Syriana hat es nicht nötig, mit böser Hintergrundmusik zu arbeiten oder übertriebener Hektik, ganz im Gegenteil. Das Tempo ist gemächlich, aber gleichzeitig sehr zwingend. Die vielen Personen und Handlungsorte überschneiden sich, treffen aufeinander, überlagern sich, aber alles behält seine geschäftsmäßige Ruhe. Es fühlt sich kaum wie ein „großer“ Kinofilm an, eher wie eine Dokumentation über den Nahen Osten und die Verwicklungen des Westens in eine Welt, in der er vielleicht nichts zu suchen hat.
Was mir an Syriana am besten gefallen hat, waren die Schauspieler. George Clooney gibt dem alternden CIA-Agenten ein unverwechselbares Gesicht. Endlich darf er mal auf sein oberflächliches Strahlelächeln verzichten und stattdessen einen Mann darstellen, der an seine Aufgabe glaubt und gleichzeitig daran, etwas Gutes tun zu müssen. Der Mann, der einen anderen retten will, kommt ohne Pathos daher, sondern macht selbst bei einem lebensgefährlichen Einsatz stets den Eindruck, nur seinen Job zu erledigen. Alexander Siddig als westlich-orientierter Prinz gibt seiner Figur mit sparsamen Mitteln eine sehr scharfe Kontur; seine Stimme ist ehrfurchtsgebietend, seine Gestik dagegen einnehmend und warmherzig. Er hat nur wenige Dialoge, aber er macht mit jedem Satz klar, dass er als einer der wenigen im ganzen Film ungefähr weiß, was er tut – und vor allem, was die anderen tun. Matt Damon spielt seinen Berater sehr schnörkellos, und Jeffrey Wright als Anwalt der Ölfirmen bleibt von Anfang bis Ende undurchsichtig und damit sehr machtvoll. Kleine Auftritte von Christopher Plummer, Chris Cooper, Tim Blake Nelson und Amanda Peet runden das gute Ensemble ab.

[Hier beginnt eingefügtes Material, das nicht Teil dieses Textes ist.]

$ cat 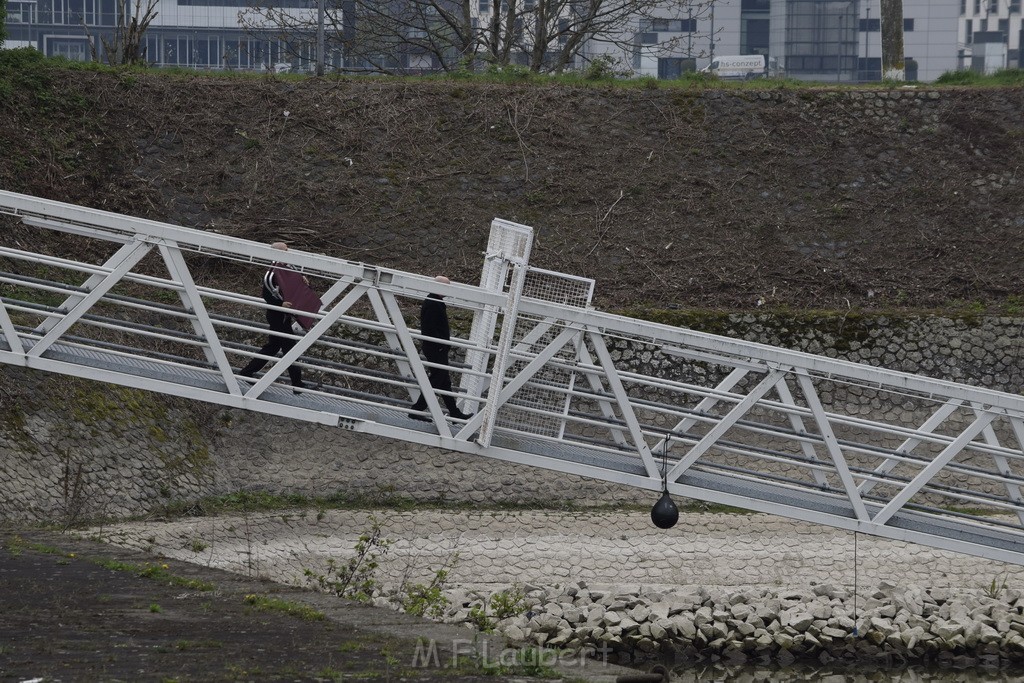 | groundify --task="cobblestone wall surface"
[6,313,1024,520]
[90,510,1024,592]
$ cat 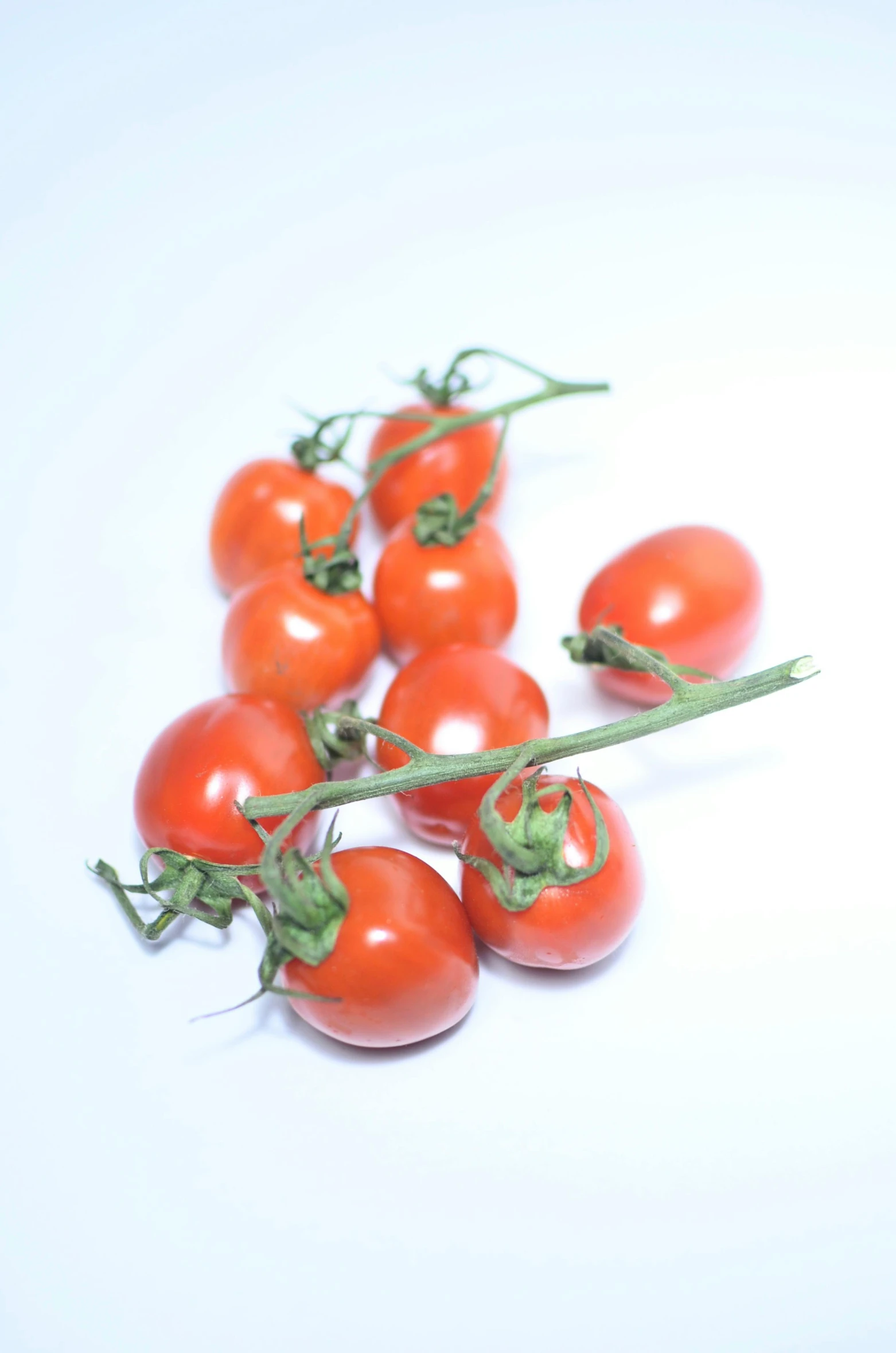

Ein bisschen zu meckern habe ich dennoch. Manchmal war mir der Film ein bisschen zu selbstverliebt in seine eigene Cleverness und seine Botschaft; ich hätte mir ein wenig mehr Herz für den Zuschauer gewünscht, der, wie gesagt, nicht erst nach dem Verlassen des Kinos das Gefühl haben sollte, einen guten Film gesehen zu haben, sondern vielleicht schon, während dieser läuft. Ebenso habe ich einen Handlungsstrang in seiner Rasanz nicht nachvollziehen können: Ein junger Pakistani, der auf den Ölfeldern einer der Firmen im Iran arbeitet, wird entlassen und landet wegen Hunger und Arbeitslosigkeit in einer Koranschule, die aus ihm im Rekordtempo einen Selbstmordattentäter formt. Mazhar Munir spielt diesen Jungen zwar überzeugend, aber trotzdem hatte ich bei der Storyline sehr das Gefühl, sie sei ziemlich übers Knie gebrochen. Diese leise Kritik ändert aber nichts daran, dass ich Syriana wirklich mochte. Er schafft das Kunststück, eine sehr große Geschichte auf wenige kleine Figuren zu reduzieren, ohne der Story damit ihre Dramatik und Brisanz zu nehmen; er schafft es außerdem, die Undurchdringlichkeit und Unfassbarkeit großer Geschäfte und die Verwicklungen diverser Regierungen darin darzustellen und sie gleichzeitig völlig unbestimmt zu lassen, und er ist endlich mal wieder ein amerikanischer Film, der den Kopf ein bisschen herausfordert.